Performance Comparison: SpreadsheetWeb vs Excel

Note that the chart axes are logarithmic since there is quite a bit of variation between the calculation speeds across all the files.

We also wanted to quantify the calculation speed variance across the files (i.e. when x is faster, how much faster). We took the 35 files wherein SpreadsheetWeb was the faster engine and divided Excel’s calculations times by SpreadsheetWeb’s calculation times. We did the same calculation inversely for the 11 files where Excel was faster the faster engine.

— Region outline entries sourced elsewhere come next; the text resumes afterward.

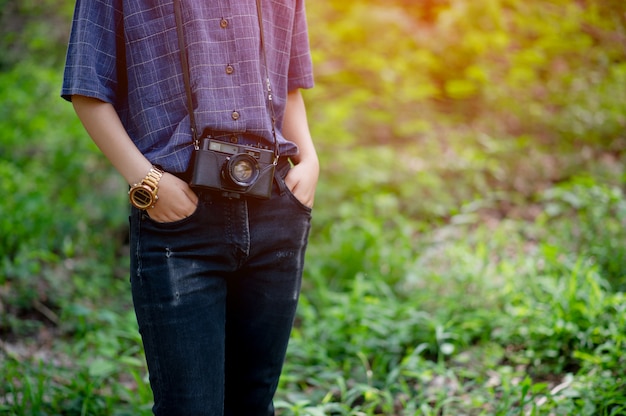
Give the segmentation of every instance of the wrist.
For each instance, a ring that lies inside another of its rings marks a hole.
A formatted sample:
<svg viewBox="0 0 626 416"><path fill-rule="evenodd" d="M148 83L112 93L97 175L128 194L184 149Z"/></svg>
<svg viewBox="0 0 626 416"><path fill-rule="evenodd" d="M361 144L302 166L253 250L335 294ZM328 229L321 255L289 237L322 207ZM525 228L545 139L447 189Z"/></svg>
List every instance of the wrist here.
<svg viewBox="0 0 626 416"><path fill-rule="evenodd" d="M159 181L163 173L162 169L152 166L145 178L131 186L128 199L135 208L144 210L154 208L159 199Z"/></svg>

When SpreadsheetWeb is faster, it is about 9.6 times faster than Excel; when Excel is faster, it is about 1.9 times faster than SpreadsheetWeb. You can see this trend in the chart, as the dots below the blue line are closer to the line whereas the dots above the line are more spread out.

 

Conclusion

One of the main focuses of SpreadsheetWeb is to execute complex Excel formulas in a web application as fast as possible, which is why we are always working to optimize our calculation engine. We spent the past three years rewriting and reoptimizing our calculation engine, which will be a part of our next major SpreadsheetWeb release.

These results show that our new calculation engine is relatively faster than Excel. The new engine will be part of SpreadsheetWeb’s 7.0 release.